Quale sarà lo scenario previsto

 

Nelle ultime settimane l’Italia ha visto l’ufficializzazione del Piano nazionale di ripresa e resilienza che dà oltre un terzo dei suoi fondi alla transizione ecologica; ha assistito all’avvio di massicci investimenti da parte dei campioni nazionali delle rinnovabili; ha partecipato attivamente alla definizione del piano europeo Fit for 55 dedicato all’impegno comune sulla lotta alle emissioni; ha ospitato l’appuntamento del G20 dedicato a clima e ambiente. In prospettiva, per il Paese, la prossima sfida sarà quella di definire politiche industriali tali da abilitare senza duri costi per le imprese e i lavoratori il passaggio a sistemi di alimentazione più efficienti per i nostri sistemi economici e a creare nuovi settori basati su una crescente sostenibilità.

Le imprese italiane hanno presentato al governo Draghi quello che ritengono possa essere il conto delle scelte volte ad abilitare e promuovere la transizione nei settori oggi ritenuti a maggior impatto ambientale. Un rapporto compilato dagli americani di Boston Consulting, commissionato dalle associazioni di categoria dei settori meno “green” di Confindustria (siderurgia, chimica, fonderie, carta, vetro, cemento, ceramica) ha stimato il costo in 15 miliardi di euro.
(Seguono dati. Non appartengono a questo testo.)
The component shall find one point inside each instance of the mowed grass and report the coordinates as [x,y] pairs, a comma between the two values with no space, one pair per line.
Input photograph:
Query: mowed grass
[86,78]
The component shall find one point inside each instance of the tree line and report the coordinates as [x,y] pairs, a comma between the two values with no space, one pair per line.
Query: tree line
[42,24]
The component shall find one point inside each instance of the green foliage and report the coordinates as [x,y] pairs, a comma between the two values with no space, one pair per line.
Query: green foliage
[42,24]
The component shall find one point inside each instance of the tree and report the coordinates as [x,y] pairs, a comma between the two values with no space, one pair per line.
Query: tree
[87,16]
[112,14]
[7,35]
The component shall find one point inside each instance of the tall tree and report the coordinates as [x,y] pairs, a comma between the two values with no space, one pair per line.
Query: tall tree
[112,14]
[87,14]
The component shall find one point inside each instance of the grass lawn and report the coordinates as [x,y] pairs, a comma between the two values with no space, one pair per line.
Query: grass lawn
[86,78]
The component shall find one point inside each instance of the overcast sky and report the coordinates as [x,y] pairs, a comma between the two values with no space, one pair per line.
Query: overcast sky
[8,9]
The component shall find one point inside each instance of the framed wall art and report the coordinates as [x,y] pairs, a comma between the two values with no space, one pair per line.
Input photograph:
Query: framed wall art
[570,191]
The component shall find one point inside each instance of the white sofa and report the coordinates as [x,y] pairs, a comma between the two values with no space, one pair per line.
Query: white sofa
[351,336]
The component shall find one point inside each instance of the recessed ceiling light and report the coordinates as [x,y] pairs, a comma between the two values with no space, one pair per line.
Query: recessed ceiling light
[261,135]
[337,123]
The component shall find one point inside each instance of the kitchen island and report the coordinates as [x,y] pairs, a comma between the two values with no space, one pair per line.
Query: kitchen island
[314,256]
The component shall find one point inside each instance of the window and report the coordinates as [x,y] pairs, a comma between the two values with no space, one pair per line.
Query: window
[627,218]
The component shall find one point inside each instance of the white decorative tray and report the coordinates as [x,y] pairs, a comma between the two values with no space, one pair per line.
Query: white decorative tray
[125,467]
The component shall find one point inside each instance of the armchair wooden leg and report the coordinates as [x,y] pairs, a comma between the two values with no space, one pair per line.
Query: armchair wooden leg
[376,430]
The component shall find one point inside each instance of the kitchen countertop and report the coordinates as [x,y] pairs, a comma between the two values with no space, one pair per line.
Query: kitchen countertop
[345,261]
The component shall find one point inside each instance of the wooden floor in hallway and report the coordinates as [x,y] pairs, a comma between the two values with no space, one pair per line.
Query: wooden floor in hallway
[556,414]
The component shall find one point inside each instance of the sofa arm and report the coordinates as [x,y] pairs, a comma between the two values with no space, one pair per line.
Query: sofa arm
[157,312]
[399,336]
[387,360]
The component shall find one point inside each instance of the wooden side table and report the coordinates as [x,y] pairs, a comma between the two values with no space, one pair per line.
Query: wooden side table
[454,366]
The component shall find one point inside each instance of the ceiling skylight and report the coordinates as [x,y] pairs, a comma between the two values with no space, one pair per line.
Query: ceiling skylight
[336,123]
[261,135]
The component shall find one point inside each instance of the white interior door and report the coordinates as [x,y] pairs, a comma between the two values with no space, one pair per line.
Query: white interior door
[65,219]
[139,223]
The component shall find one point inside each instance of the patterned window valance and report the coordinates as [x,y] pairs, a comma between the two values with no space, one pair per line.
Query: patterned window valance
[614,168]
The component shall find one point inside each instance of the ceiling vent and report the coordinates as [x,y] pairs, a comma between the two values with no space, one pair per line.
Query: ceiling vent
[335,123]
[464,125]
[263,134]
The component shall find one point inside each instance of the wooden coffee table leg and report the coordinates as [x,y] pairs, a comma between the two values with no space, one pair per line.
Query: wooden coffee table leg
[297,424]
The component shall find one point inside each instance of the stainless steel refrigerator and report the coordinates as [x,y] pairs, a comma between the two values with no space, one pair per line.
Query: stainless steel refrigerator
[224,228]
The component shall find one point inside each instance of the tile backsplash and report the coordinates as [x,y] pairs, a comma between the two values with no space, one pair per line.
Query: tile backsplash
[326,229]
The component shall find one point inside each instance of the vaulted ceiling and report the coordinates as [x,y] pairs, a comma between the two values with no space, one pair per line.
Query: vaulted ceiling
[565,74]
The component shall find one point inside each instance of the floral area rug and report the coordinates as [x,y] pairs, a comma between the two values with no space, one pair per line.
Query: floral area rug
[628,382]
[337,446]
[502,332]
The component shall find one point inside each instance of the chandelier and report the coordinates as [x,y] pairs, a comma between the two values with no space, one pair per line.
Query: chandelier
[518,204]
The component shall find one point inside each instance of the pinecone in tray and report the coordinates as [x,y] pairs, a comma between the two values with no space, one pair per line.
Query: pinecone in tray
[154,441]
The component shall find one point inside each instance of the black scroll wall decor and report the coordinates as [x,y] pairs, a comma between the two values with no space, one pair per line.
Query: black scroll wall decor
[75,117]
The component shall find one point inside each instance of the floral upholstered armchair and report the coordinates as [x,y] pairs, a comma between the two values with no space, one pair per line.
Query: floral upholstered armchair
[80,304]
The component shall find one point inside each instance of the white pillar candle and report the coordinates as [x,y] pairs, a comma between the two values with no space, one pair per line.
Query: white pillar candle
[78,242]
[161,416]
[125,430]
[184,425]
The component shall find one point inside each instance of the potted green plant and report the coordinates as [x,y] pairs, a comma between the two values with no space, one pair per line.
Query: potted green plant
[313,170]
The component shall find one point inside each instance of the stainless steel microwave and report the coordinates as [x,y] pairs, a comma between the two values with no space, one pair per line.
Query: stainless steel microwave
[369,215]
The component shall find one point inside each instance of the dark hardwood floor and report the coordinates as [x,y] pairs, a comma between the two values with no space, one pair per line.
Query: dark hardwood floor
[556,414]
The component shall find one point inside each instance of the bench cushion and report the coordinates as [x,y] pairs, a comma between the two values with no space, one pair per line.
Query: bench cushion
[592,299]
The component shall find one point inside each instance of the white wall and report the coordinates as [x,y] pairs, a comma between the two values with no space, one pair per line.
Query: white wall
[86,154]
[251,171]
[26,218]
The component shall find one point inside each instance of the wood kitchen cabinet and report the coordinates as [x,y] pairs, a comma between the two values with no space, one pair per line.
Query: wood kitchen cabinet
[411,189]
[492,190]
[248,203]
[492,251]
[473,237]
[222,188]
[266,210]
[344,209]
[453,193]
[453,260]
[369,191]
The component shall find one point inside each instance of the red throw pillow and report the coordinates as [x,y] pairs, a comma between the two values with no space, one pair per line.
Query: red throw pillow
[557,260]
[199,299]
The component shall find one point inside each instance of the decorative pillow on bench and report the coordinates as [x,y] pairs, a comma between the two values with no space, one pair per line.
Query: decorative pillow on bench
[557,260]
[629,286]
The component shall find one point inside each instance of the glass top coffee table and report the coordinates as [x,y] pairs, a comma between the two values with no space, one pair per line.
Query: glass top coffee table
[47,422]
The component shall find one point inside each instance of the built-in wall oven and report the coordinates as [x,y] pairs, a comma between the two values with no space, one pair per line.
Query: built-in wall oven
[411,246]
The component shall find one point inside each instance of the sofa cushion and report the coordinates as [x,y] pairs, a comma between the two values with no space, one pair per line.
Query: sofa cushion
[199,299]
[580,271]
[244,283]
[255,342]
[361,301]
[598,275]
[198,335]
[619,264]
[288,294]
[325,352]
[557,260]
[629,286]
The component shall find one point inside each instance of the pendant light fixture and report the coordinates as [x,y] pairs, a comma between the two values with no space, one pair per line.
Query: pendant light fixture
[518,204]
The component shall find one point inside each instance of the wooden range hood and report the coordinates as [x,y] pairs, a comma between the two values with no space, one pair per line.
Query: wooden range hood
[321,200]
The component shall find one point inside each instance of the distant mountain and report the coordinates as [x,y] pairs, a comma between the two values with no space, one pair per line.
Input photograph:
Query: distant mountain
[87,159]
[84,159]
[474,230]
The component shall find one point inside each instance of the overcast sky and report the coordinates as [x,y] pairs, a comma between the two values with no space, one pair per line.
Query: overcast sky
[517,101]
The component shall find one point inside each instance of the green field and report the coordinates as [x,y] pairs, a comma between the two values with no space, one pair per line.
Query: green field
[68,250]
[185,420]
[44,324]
Fondi ritenuti necessari a costruire nuovi impianti, a riqualificare quelli già esistenti, a sviluppare nuove fonti di alimentazione, a evitare la distruzione di posti di lavoro.

Le aziende che, come riporta Repubblica, rappresentano un fatturato complessivo di 88 miliardi di euro e 700mila addetti con l’indotto hanno voluto portare in evidenza il fatto che questa via ha un costo sostanzialmente paragonabile a quello che comporterebbe la ben meno efficace procedura di investimento nel mercato delle emissioni e dei permessi di inquinamento: essa comporterebbe un “costo cumulato per le imprese energivore tra gli 8 e i 15 miliardi di euro dal 2022 al 2030, cioè un taglio dell’8-20% del margine operativo lordo nel 2030. Insomma, un forte rischio di perdita della competitività rispetto ai player internazionali”.

La questione della transizione è una partita a tutto campo che sarà decisiva anche per la capacità del nostro Paese di restare competitivo sui mercati internazionali.

Il primo volano è quello del sostegno pubblico all’investimento aziendale in tecnologie abilitanti e efficienza energetica nella scelta di fornitori, impianti, metodi di generazione. Una traccia che il Pnrr intende seguire e che si completa con misure di stampo keynesiano come il Superbonus.

Secondo punto è quello degli investimenti in stabilizzazione dell’occupazione e in riqualificazione del lavoro. Un costo capace di generale esternalità negative nel quadro della transizione sarà quello legato alla distruzione di posti di lavoro e alla necessità di riqualificare competenze e produrre nuove posizioni e figure lavorative. Un serio programma di re-skilling nei settori potenzialmente soggetti alla massima quota di cambiamenti può avere risultati importanti nell’ammortizzare i costi.

Infine, risulterà necessario aumentare l’integrazione tra il tessuto industriale e le reti di alimentazione a sempre minore impatto ambientale su cui si muovono i mercati energetici ed elettrici più strutturati. Gli interconnettori “verdi” alimentati a rinnovabili, le reti intelligenti capaci di programmare grazie all’armonizzazione tra domanda e offerta di energia, reti più sicure di fronte a cali di tensione e sovraccarichi possono di per sé evitare sprechi e ridurre i costi per le imprese e i danni per l’ambiente del Paese.